Effect of bevacizumab, a humanized monoclonal antibody to vascular endothelial growth factor, on peritoneal metastasis of MNK-45P human gastric cancer in mice

Abstract

Background: The aim of this study was to clarify the effect of bevacizumab on gastric cancer with peritoneal metastasis in nude mice.

Materials and methods: The expression of vascular endothelial growth factor mRNA (VEGF mRNA) in four gastric cancer cell lines, NCI-N87, MKN-45, MKN-45P, and Kato-III, was examined by polymerase chain reaction. We created a model of peritoneal metastasis by injecting mice with the human gastric cancer cell line MKN-45P. Mice were injected intraperitoneally with bevacizumab (0.1 mg/100 microL) on days 5-14, after inoculation (n = 10) or with phosphate-buffered saline (PBS) over the same time period (n = 10). The maximum abdominal circumference, ascites volume, and the total number and weight of peritoneal tumors were measured. To assess the effect of bevacizumab on angiogenesis, immunohistochemical analysis was performed.

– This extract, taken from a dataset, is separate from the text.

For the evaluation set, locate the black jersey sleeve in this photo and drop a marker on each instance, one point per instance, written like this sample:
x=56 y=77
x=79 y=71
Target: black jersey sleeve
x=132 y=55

Results: VEGF mRNA was expressed at a high level in MKN-45P cells as well as MKN-45 and Kato-III. The mean maximum abdominal circumference and ascites volume in the bevacizumab group were significantly less than those in the control group (P < 0.001, respectively). The total weight of disseminated tumors in the bevacizumab group was also significantly less than that in the control group (P < 0.01). In addition, immunohistochemical analysis of CD31-stained peritoneally disseminated nodules showed that the vessel area in the bevacizumab group was significantly less than that in the control group (P < 0.001).

Conclusions: These results show that intraperitoneal administration of bevacizumab inhibits peritoneal metastasis and reduces malignant ascites in tumor-bearing mice.